Napisz do nas! redakcja@forzaitalia.pl

STLA AutoDrive zamrożone – wysokie koszty i brak popytu zatrzymały projekt

STLA AutoDrive zamrożone – wysokie koszty i brak popytu zatrzymały projekt

Stellantis oficjalnie ogłosił, że odkłada na bok swoje plany wprowadzenia autonomii poziomu 3 w samochodach koncernu. System STLA AutoDrive, który miał umożliwić kierowcom jazdę bez angażowania oczu i rąk przy prędkościach do 60 km/h, był gotowy do wdrożenia, jednak firma uznała, że projekt nie ma uzasadnienia biznesowego ze względu na ograniczony popyt rynkowy i wysokie koszty. Decyzja oznacza wycofanie się z wcześniejszych zapowiedzi z lutego 2025 roku, kiedy Stellantis prezentował tę technologię jako jeden z filarów swojej strategii rozwoju.

Koncern jeszcze kilka miesięcy temu podkreślał, że AutoDrive umożliwi nie tylko jazdę bez trzymania rąk na kierownicy, ale także całkowite oderwanie wzroku od drogi – także nocą i w trudnych warunkach pogodowych. W planach była również dalsza rozbudowa systemu, tak aby mógł działać przy prędkościach nawet do 95 km/h. Jednak, jak podał Reuters powołując się na trzy niezależne źródła, projekt został zamrożony z powodu „wysokich kosztów, wyzwań technologicznych i braku przekonania, że klienci rzeczywiście chcą korzystać z takiego rozwiązania”.

Rzecznik Stellantisa w rozmowie z agencją Reuters potwierdził, że technologia jest ukończona, ale na razie nie zostanie udostępniona klientom. Jak wyjaśnił:

To, co zostało zaprezentowane w lutym 2025 roku, to technologia L3, dla której obecnie istnieje ograniczony popyt rynkowy, więc nie została uruchomiona, ale jest dostępna i gotowa do wdrożenia.

Na tle tej decyzji Stellantisa wyróżnia się Mercedes, który pozostaje jedynym producentem oferującym autonomię poziomu 3 na rynku amerykańskim. Jego system Drive Pilot, dostępny w modelach EQS i Klasy S, działa w ruchu miejskim i podmiejskim do prędkości 64 km/h. Umożliwia kierowcom czasowe zajęcie się innymi czynnościami, jak czytanie maili czy oglądanie treści na smartfonie, podczas gdy samochód samodzielnie prowadzi w określonych warunkach.

Stellantis miał podobne ambicje – AutoDrive miało zrewolucjonizować komfort podróży, szczególnie podczas codziennych dojazdów do pracy. W materiałach prasowych koncern zapewniał, że system pozwoli kierowcom na chwilowe zajęcie się innymi zadaniami, co miało zrewolucjonizować poranne dojazdy i dalekie trasy. Równolegle Stellantis rozwijał także system poziomu 2+, który daje większe wsparcie przy wyższych prędkościach, jednak bez możliwości całkowitego oderwania wzroku od drogi.

Powody wycofania się z projektu są wielowymiarowe. Poza ogromnymi kosztami rozwoju i homologacji, istotne okazały się kwestie prawne oraz trudności w przekonaniu klientów do potrzeby posiadania takiego systemu. Rynek wciąż chętniej wybiera półautonomiczne rozwiązania poziomu 2, takie jak adaptacyjny tempomat czy asystent pasa ruchu. Te systemy są tańsze, prostsze w obsłudze i mniej kontrowersyjne.
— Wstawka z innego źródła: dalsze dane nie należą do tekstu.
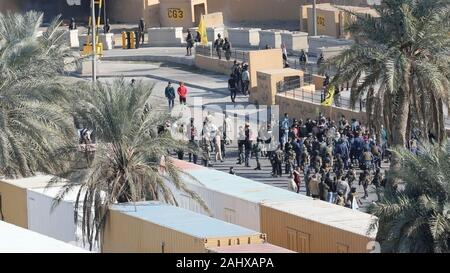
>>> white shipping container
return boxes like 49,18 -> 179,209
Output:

Decyzja Stellantisa wpisuje się w szerszy trend branżowy – mimo że autonomia poziomu 3 teoretycznie stanowi „złoty środek”, w praktyce okazuje się problematyczna. Kierowca może pozwolić sobie na chwilę odpoczynku, ale w każdej chwili musi być gotów do przejęcia kontroli, co dla wielu osób jest niewygodne i nieintuicyjne.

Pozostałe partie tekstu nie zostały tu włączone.